Redo vs. Undo
Let's first go over the rules for ARIES recovery protocol. What's the key rule? WAL. What does it determine? When the data must be flushed to disk in order to guarantee two properies: Isolation and Durability.
The rule to guarantee Isolation: before writing dirty pages to disk, write the corresponding log records. Why?
The rule to guarantee Durability: flush to disk before reporting the transaction as committed.
Questions to work on in groups:
1. Do you need to flush the abort records? CLR records?
2. Suppose you could only record UNDO records (what the data looked like before it was modified), or only REDO records (what the data looks like after modifications). What modifications to WAL would you do? What modifications to recovery? Or is this impossible?
What's the goal of having the log? What are the key things that we need to do on recovery?
- Remove the data from uncommitted transactions
- Persist the data from committed transactions
UNDO ONLY:
- Reconstruct the active transaction table
- For every transaction that was active, undo the effects, starting from the latest undo record.
What about committed transactions?
- You don't have enough information to redo them.
- So your WAL modifies as follows: for every TXN, flush all DB changes to disk before you commit.
- Do you still have to flush log tail before the corresponding dirty pages? YES!
REDO ONLY:
- Redo everything like ARIES? No, can't do that. Some transactions would not have committed.
- Analysis phase: earliest LSN whose changes may not have made it to disk.
- Find all transactions with commit record after that recLSN.
- Scan forward, redo the changes for those transactions.
What about uncommitted transactions? You can't undo! So modify WAL as follows:
- Never flush to disk the data from uncommitted transaction.

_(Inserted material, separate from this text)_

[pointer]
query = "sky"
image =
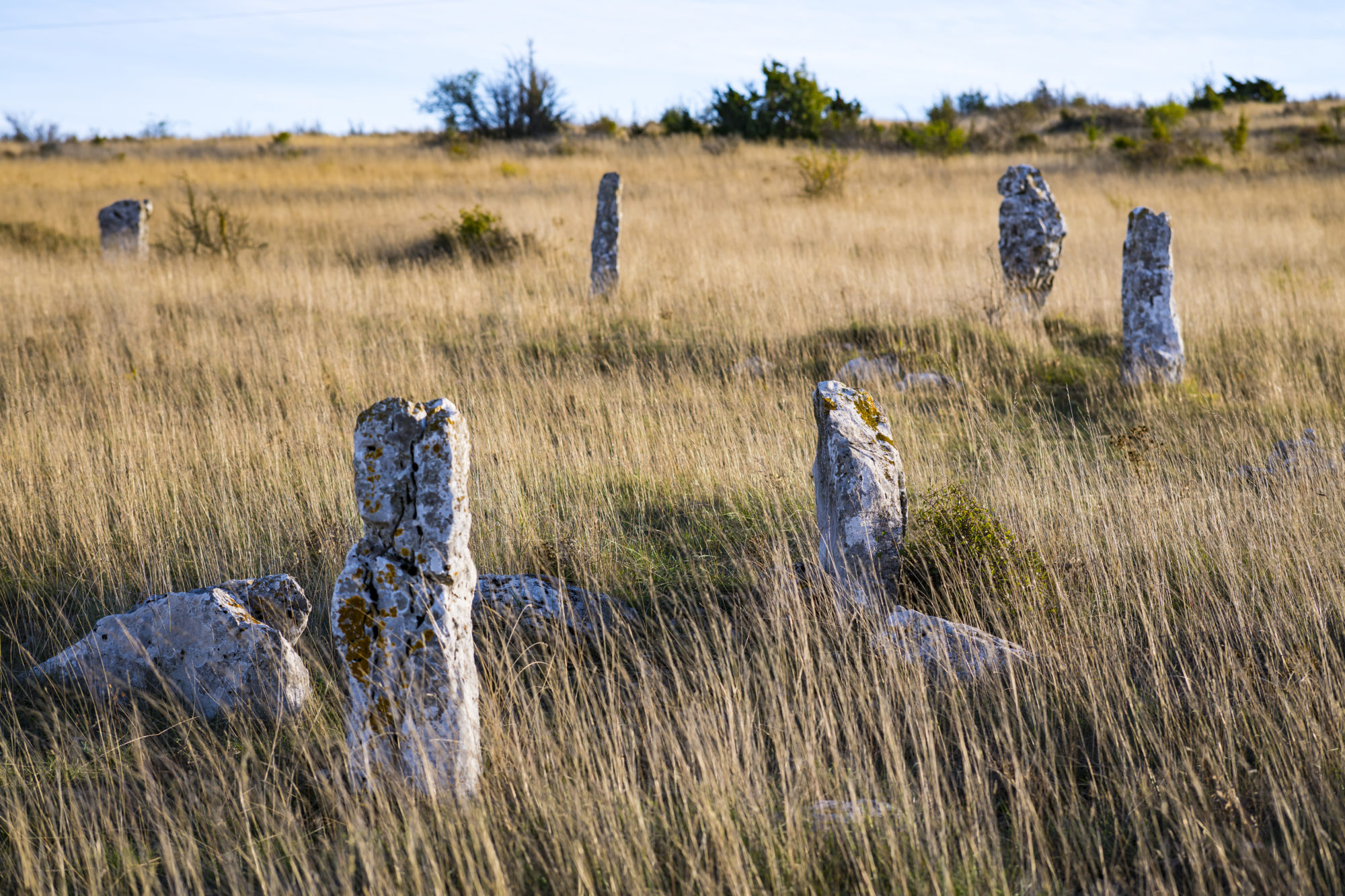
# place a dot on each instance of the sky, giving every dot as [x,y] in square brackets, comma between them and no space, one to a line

- On commit, flush the log tail.
--------------
What are the pros and cons of REDO and UNDO in terms of performance, complexity?
UNDO:
- Flush DB changes on commit
random writes. - On recovery, don't redo, only undo
REDO:
- Commits are fast: only flush the log
- Aborts are fast: discard the log.
- On recovery, only redo.
- Disadvantage: can't flush a page until it contains only committed data. Buffer pool can overflow, checkpoints are difficult, log may become long.